The used speakers in question are a pair of Yorkville YS-115's (it's the 200 watt cabinet in their performance series) or a pair of EV S152's. Both sets have only ever taken light use, probably about 3 or 4 years worth of being used once a month for light re-enforcement of a small band. I know they were treated quite well. In appearance, they are in great condition and both sound perfectly fine, I have been testing them for a few weeks. Both are 200 watt / 8 ohm cabs.

I'm wondering if people have a preference between these two speakers or have any thoughts on either of them that I should consider.

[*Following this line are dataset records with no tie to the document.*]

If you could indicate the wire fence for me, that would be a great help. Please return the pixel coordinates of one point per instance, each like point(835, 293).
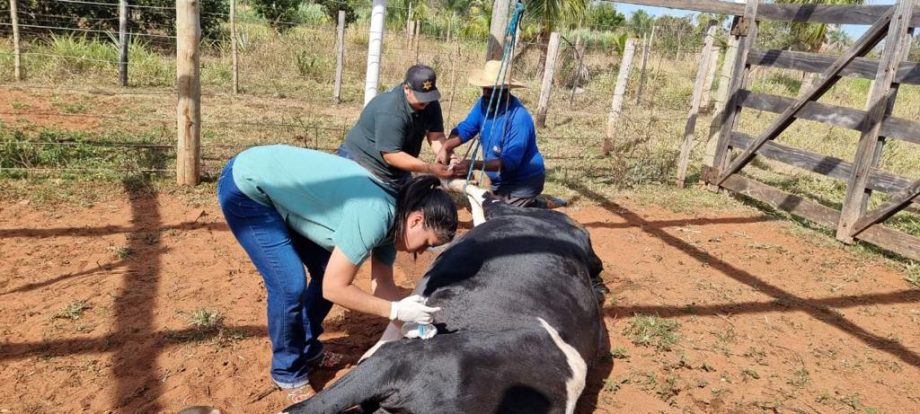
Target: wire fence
point(287, 77)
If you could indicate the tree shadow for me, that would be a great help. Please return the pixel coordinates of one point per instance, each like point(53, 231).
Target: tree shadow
point(783, 301)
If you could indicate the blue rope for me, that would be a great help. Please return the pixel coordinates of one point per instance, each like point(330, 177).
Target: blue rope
point(495, 96)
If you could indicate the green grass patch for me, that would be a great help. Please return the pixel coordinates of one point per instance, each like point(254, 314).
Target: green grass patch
point(652, 331)
point(73, 310)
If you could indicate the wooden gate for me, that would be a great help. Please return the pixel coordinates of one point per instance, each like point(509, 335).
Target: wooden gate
point(876, 125)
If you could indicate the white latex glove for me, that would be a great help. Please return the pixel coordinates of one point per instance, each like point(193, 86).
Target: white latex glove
point(412, 309)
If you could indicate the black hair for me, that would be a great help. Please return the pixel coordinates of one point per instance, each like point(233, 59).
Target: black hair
point(424, 193)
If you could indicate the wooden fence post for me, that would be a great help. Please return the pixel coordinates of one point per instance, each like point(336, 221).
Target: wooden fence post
point(740, 69)
point(410, 26)
point(701, 72)
point(495, 48)
point(548, 72)
point(17, 56)
point(618, 91)
point(580, 53)
point(645, 52)
point(710, 77)
point(895, 45)
point(234, 56)
point(374, 46)
point(188, 85)
point(725, 77)
point(339, 58)
point(123, 42)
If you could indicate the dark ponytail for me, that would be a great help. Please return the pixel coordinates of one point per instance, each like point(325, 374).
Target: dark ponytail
point(423, 193)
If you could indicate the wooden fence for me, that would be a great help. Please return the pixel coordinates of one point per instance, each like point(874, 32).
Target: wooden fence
point(892, 23)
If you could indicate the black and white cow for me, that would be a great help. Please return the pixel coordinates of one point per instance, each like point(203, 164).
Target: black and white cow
point(518, 327)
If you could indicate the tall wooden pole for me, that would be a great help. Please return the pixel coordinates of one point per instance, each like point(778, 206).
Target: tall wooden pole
point(710, 78)
point(17, 59)
point(619, 91)
point(234, 56)
point(339, 57)
point(645, 52)
point(725, 78)
point(548, 72)
point(495, 46)
point(374, 47)
point(701, 73)
point(123, 42)
point(896, 48)
point(188, 88)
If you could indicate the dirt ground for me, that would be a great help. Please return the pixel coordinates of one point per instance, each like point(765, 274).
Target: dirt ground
point(96, 304)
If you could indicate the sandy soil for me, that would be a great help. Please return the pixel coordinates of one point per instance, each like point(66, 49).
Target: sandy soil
point(768, 321)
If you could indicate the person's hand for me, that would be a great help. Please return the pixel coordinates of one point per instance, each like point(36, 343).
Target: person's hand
point(440, 170)
point(444, 155)
point(412, 309)
point(460, 168)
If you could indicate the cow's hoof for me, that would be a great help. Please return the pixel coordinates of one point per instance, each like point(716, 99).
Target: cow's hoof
point(199, 409)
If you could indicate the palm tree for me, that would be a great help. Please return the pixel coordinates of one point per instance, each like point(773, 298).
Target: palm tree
point(812, 37)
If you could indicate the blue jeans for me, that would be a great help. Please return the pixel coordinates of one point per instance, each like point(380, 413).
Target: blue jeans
point(295, 309)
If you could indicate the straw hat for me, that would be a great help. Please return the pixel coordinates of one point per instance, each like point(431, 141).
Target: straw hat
point(487, 77)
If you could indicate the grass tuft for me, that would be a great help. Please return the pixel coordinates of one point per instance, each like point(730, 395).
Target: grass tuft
point(72, 311)
point(653, 331)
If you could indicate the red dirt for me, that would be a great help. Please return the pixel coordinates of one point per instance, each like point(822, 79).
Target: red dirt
point(769, 321)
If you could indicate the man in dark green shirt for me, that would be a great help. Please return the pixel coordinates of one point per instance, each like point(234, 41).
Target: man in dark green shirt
point(387, 138)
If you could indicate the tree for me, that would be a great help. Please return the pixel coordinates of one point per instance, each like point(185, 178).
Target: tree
point(277, 12)
point(811, 37)
point(640, 22)
point(604, 17)
point(550, 13)
point(156, 19)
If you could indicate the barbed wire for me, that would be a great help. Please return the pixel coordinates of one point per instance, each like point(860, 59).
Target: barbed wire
point(93, 3)
point(89, 30)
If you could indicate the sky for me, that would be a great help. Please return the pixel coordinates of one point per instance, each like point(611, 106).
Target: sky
point(854, 31)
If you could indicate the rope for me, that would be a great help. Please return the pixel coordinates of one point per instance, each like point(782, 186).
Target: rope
point(511, 40)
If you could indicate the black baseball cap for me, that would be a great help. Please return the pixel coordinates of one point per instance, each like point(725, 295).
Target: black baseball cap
point(423, 82)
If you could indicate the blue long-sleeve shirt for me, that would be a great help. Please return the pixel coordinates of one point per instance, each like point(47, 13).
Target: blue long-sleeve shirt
point(511, 137)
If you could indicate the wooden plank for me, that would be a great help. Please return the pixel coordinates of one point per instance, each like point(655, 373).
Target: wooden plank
point(853, 203)
point(123, 42)
point(690, 127)
point(841, 116)
point(731, 53)
point(883, 212)
point(864, 15)
point(830, 166)
point(17, 55)
point(646, 49)
point(881, 236)
point(188, 89)
point(908, 72)
point(234, 55)
point(619, 91)
point(552, 51)
point(782, 200)
point(740, 69)
point(339, 57)
point(828, 78)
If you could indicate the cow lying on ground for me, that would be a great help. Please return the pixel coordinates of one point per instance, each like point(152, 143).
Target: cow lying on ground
point(518, 327)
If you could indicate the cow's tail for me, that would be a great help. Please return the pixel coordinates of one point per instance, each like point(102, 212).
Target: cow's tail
point(365, 384)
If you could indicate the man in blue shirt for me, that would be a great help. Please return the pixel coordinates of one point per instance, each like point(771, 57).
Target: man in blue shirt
point(508, 136)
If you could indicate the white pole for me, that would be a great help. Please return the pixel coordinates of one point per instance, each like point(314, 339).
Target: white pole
point(373, 50)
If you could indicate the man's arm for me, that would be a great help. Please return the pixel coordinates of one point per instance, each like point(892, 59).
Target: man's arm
point(406, 162)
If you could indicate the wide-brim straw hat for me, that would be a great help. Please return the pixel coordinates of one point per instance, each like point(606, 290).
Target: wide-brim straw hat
point(487, 77)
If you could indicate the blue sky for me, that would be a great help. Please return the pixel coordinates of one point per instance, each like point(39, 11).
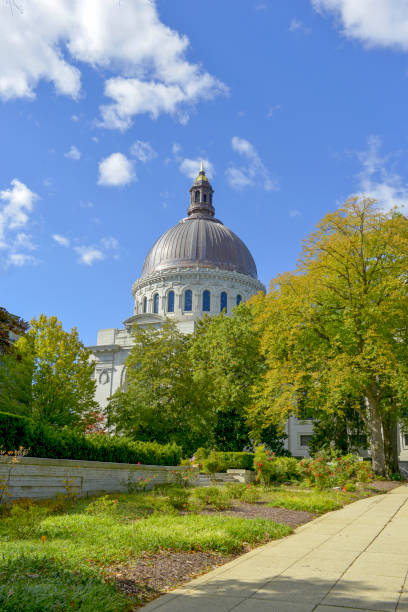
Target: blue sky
point(107, 106)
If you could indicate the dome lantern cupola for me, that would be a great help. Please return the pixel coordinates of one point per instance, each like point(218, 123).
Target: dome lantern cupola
point(201, 194)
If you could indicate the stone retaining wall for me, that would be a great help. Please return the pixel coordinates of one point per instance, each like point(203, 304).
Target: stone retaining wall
point(37, 478)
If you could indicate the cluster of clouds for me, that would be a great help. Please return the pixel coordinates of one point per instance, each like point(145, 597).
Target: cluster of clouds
point(251, 171)
point(118, 170)
point(145, 58)
point(16, 205)
point(377, 181)
point(375, 23)
point(89, 254)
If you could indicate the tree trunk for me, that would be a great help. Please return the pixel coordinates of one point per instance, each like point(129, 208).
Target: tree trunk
point(390, 429)
point(375, 431)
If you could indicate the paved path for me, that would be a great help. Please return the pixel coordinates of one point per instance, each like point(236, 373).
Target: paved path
point(352, 559)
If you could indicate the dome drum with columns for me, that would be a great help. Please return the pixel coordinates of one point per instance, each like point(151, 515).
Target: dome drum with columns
point(197, 267)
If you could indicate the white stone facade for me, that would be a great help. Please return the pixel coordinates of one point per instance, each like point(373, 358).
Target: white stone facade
point(113, 345)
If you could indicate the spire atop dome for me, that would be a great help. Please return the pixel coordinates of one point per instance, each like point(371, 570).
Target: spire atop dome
point(201, 175)
point(201, 196)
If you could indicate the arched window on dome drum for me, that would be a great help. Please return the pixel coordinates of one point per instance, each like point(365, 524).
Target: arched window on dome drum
point(188, 300)
point(170, 301)
point(156, 303)
point(206, 301)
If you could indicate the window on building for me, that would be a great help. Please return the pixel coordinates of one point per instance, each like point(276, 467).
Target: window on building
point(188, 300)
point(170, 302)
point(206, 301)
point(305, 439)
point(156, 303)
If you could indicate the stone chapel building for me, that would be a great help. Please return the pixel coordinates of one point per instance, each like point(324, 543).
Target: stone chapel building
point(197, 267)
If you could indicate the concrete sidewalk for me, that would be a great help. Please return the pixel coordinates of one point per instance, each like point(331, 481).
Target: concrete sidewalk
point(352, 559)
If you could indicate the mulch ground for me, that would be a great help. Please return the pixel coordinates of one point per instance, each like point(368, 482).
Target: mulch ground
point(293, 518)
point(384, 485)
point(153, 574)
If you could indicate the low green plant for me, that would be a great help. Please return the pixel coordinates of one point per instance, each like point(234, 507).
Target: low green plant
point(251, 494)
point(24, 522)
point(213, 497)
point(178, 498)
point(102, 505)
point(235, 490)
point(46, 441)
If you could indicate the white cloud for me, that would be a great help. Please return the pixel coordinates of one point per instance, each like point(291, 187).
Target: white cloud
point(295, 24)
point(116, 170)
point(378, 182)
point(253, 173)
point(176, 148)
point(382, 23)
point(109, 242)
point(73, 153)
point(294, 212)
point(191, 167)
point(88, 254)
point(272, 110)
point(61, 240)
point(143, 151)
point(14, 213)
point(23, 241)
point(148, 59)
point(20, 259)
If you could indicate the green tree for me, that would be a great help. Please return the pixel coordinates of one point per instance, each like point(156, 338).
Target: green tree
point(161, 401)
point(15, 372)
point(9, 325)
point(337, 326)
point(226, 362)
point(63, 388)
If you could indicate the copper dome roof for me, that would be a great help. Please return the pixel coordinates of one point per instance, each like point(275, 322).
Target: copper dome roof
point(200, 240)
point(203, 242)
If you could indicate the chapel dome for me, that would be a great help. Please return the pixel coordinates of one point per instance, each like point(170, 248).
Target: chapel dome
point(200, 240)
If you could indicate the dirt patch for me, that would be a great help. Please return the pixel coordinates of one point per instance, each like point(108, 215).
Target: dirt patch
point(153, 574)
point(384, 485)
point(293, 518)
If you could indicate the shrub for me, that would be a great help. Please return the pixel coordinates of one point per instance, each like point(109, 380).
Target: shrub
point(178, 498)
point(214, 497)
point(45, 441)
point(102, 505)
point(218, 461)
point(25, 523)
point(250, 495)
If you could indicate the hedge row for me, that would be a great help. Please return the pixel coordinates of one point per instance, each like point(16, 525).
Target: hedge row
point(45, 441)
point(218, 461)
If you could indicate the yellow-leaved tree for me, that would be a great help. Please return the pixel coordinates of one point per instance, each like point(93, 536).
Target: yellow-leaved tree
point(336, 329)
point(63, 387)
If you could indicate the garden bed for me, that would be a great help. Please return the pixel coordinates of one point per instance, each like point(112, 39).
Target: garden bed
point(293, 518)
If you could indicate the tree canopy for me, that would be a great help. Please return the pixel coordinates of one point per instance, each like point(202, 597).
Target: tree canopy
point(10, 324)
point(335, 330)
point(161, 401)
point(62, 383)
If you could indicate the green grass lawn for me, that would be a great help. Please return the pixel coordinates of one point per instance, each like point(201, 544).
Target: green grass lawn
point(54, 560)
point(309, 500)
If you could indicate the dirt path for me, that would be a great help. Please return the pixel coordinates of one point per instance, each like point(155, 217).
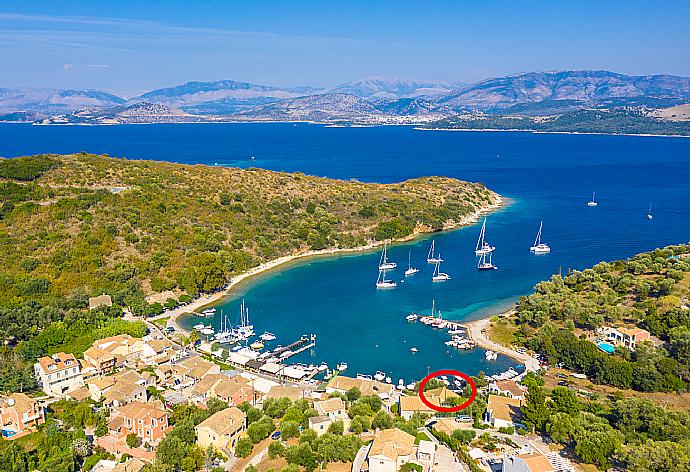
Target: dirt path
point(477, 332)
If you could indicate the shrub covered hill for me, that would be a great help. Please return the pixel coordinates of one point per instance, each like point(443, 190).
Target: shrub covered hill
point(73, 226)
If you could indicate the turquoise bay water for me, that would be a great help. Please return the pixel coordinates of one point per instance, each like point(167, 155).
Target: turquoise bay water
point(548, 177)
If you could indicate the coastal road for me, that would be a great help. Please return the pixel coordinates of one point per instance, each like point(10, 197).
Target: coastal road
point(477, 332)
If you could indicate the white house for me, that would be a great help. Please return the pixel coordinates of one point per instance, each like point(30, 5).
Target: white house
point(59, 374)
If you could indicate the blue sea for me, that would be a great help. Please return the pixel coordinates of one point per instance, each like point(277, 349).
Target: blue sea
point(547, 177)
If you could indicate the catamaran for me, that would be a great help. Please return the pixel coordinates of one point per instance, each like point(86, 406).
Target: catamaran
point(431, 258)
point(244, 330)
point(482, 246)
point(439, 276)
point(410, 270)
point(384, 264)
point(539, 247)
point(593, 202)
point(485, 262)
point(381, 282)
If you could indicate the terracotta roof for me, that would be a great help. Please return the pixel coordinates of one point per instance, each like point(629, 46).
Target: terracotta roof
point(131, 465)
point(537, 462)
point(224, 421)
point(278, 391)
point(509, 386)
point(504, 408)
point(140, 410)
point(330, 406)
point(632, 332)
point(18, 402)
point(95, 302)
point(60, 362)
point(366, 387)
point(392, 443)
point(98, 354)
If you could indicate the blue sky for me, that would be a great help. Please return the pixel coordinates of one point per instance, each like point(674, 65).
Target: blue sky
point(132, 46)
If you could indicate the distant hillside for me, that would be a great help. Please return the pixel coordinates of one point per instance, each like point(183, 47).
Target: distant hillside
point(584, 86)
point(325, 107)
point(224, 96)
point(613, 121)
point(86, 224)
point(127, 114)
point(52, 101)
point(376, 88)
point(411, 107)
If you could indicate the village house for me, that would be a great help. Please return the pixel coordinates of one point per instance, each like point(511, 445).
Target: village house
point(59, 374)
point(529, 462)
point(408, 406)
point(334, 408)
point(502, 411)
point(390, 449)
point(101, 300)
point(148, 421)
point(222, 429)
point(342, 384)
point(193, 369)
point(320, 424)
point(628, 337)
point(100, 359)
point(19, 413)
point(507, 388)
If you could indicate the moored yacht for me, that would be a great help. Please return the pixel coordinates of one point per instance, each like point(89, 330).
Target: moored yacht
point(539, 247)
point(410, 270)
point(431, 258)
point(381, 282)
point(592, 202)
point(482, 246)
point(384, 264)
point(439, 276)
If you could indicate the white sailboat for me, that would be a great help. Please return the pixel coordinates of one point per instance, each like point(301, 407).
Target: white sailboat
point(431, 258)
point(410, 270)
point(593, 202)
point(485, 262)
point(384, 264)
point(539, 247)
point(439, 276)
point(482, 246)
point(381, 282)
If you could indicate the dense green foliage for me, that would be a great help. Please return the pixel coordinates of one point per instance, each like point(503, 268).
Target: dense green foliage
point(650, 291)
point(609, 121)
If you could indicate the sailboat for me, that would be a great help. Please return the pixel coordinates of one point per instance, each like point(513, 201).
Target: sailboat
point(381, 282)
point(410, 270)
point(244, 329)
point(593, 202)
point(439, 276)
point(383, 263)
point(485, 262)
point(539, 247)
point(431, 258)
point(482, 246)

I am also interested in thoughts on what the value of either of these pairs of cabs might be. 

Thanks in advance!


----------



## the_dude (Jan 4, 2006)

I've never heard the s152's, but I'd take most EV's over Yorkville's any day.


----------



## Mayhem (Jan 4, 2006)

Well you have been road testing them for two weeks - what is your preference?

If there is nothing separating the performance of the two in your mind, take them to a speaker repair shop and have them run up the speakers for you to ensure there are no mechanical fatigue that will cause problems down the track. Soft spiders come to mind.

They may even offer an opinion based upon what they have seen through the door for repairs over the years.

What about size and weight? Would one be easier to lug around than the other (given the same or similar performance).


----------



## Stong (Jan 4, 2006)

Thanks for the replies. They yorkvilles are definately smaller and lighter, they EV's feel much more rugged. I'm going to spend some serious time in front of them.


----------